Fig. 3.Flow chart demonstrating the general process of training, validating, and testing utilized during the development of machine learning models. This diagram shows how training data is generated from the original data, and then split (generally 80/20) into a training set and validation set, most often using a technique called cross-validation. The training data is randomly split 80/20 k-number of times, such that the model learns from the training set, and then parameter tuning is done with the validation set k-number of times; ultimately the learned models are averaged to select the optimal one. The resulting model is then tested on a distinct test set for final performance evaluation, usually given by % accuracy and area under the curve values. The model can then be deployed to make predictions on new data.

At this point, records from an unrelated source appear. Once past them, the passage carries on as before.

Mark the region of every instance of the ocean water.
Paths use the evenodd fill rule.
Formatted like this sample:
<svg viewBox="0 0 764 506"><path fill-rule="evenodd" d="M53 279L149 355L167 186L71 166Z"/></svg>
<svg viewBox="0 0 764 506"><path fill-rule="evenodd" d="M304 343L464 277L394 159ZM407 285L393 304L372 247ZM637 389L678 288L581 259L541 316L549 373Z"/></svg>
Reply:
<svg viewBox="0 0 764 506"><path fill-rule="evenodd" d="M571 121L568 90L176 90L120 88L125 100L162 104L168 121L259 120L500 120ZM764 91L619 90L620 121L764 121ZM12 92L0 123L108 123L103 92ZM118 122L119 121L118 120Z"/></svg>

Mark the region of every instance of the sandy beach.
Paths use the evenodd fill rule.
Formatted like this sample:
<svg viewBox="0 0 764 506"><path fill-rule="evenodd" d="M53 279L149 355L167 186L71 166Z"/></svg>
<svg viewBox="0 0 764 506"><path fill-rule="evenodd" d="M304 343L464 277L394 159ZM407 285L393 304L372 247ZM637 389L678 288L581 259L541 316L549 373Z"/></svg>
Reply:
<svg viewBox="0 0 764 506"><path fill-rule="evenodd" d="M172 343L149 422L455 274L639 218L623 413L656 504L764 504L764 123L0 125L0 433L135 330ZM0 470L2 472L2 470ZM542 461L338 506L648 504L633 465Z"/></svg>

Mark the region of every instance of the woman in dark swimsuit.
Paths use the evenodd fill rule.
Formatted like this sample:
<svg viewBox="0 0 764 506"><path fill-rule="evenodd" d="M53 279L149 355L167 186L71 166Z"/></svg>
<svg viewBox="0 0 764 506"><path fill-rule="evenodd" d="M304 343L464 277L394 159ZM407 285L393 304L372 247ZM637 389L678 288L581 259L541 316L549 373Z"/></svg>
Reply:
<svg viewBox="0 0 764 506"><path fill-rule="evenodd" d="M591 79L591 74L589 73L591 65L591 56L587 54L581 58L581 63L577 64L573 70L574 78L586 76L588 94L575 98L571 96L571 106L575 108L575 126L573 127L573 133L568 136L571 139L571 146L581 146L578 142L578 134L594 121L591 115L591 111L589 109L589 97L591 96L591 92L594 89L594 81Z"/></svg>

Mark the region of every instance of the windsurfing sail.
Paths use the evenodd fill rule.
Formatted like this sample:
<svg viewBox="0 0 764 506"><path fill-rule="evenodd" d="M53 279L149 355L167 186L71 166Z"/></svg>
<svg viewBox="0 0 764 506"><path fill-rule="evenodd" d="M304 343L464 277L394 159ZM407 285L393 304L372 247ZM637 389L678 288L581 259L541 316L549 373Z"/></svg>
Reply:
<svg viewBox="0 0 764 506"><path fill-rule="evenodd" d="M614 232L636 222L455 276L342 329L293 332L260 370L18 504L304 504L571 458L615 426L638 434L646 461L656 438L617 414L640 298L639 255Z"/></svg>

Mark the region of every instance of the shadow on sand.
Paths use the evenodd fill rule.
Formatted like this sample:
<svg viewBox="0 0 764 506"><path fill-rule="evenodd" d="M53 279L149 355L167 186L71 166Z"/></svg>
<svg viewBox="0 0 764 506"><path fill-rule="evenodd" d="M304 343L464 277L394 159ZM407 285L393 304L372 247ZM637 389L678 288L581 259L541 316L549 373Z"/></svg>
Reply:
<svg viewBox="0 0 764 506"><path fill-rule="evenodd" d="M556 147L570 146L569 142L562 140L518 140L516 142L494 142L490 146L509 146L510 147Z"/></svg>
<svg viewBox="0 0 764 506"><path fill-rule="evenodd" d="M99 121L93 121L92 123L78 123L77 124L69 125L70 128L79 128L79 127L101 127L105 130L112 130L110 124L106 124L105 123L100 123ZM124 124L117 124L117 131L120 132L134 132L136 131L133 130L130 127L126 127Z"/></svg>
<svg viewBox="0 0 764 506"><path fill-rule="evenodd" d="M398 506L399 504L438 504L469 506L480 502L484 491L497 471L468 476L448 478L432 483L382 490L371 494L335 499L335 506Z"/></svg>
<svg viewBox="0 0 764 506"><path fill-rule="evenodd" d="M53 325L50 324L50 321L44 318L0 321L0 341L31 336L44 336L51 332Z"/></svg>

Summary of studies presented in the manuscript including relevant information
| Study | Study and outcome | Computational technique | AUC | Accuracy | Other performance measure |
|---|---|---|---|---|---|
| Durand et al. [ | Predicting intra and postoperative blood transfusion | Single decision tree; random forest | 0.79; 0.85 | - | - |
| Safaee et al. [ | Predicting hospital length of stay | Generalized linear model with bootstrapping | - | 75.4% with in 2 days | - |
| Scheer et al. [ | Predicting early complications (intraoperative and within 6-week postoperative period) | Ensemble of 5 bootstrapped decision trees | 0.89 | 87.60% | - |
| Scheer et al. [ | Predicting PJF or PJK within 2 years of ASD surgery | Ensemble of 5 bootstrapped decision trees | 0.89 | 86% | - |
| Yagi et al. [ | Predicting PJF within 2 years of ASD surgery | Ensemble of 10 bootstrapped decision trees | 1 | 100% | - |
| Scheer et al. [ | Predicting pseudoarthrosis at 2-year follow-up | Ensemble of 5 bootstrapped decision trees | 0.94 | 91% | - |
| Yagi et al. [ | Predicting major complications in 2-year postoperative period | Ensemble of 5 bootstrapped decision trees | 0.96 | 92% | - |
| Passias et al. [ | Predicting cervical malalignment following thoracolumbar ASD surgery | Stepwise multivariable logistic regression with bootstrapping | 0.89 | - | - |
| Oh et al. [ | Predicting MCID in 2-year ODI score (preoperative ODI > 15) | Ensemble of 5 bootstrapped decision trees | 0.96 | 85.50% | - |
| Scheer et al. [ | Predicting MCID in 2-year ODI score (preoperative ODI > 30) | Ensemble of 5 bootstrapped decision trees | 0.94 | 86% | - |
| Ames et al. [ | Predicting MCID in ODI, SRS22, and SF-36 scores at 1and 2-year follow-up | Optimal algorithm selected from: ordinary least squares, ordinary least squares with partitions, elastic net, gradient boosting machines, extreme gradient boosting tree, extreme gradient boosting linear models, random forest, and generalized linear models | - | - | Mean average error: 8%–15% |
| Pellisé et al. [ | Predicting major complications, hospital readmission, and unplanned reoperation within 2-year postoperative period | Random forest | 0.67–0.92 | - | C statistic: 63.9%–71.7% |
| Ames et al. [ | Predicting answers to each individual SRS-22 question at 1and 2-year follow-up | Optimal algorithm selected from: elastic net, gradient boosting machines, extreme gradient boosting tree, extreme gradient boosting linear models, random forest, and elastic net regularized generalized linear models | 0.57–0.87 | 35%–80% | - |
| Ames et al. [ | Predicting patients with catastrophic costs (> $100,000) at 90 days and 2-year postoperative period | Regression tree and random forest | - | - | R2: 56%–57% for 90-day prediction; 29%–35% for 2-year prediction |
| Ames et al. [ | Hierarchical clustering of ASD patients | Hierarchical clustering | - | - | Gap statistic K: 0.68 for 4 clusters; p < 0.001 between variables across clusters |
AUC, area under the curve; PJF, proximal junctional failure; PJK, proximal junctional kyphosis; ASD, Adult spinal deformity; MCID, minimum clinically important difference; ODI, Oswestry Disability Index; SRS-22, Scoliosis Research Society-22; SF-36, Short Form-36.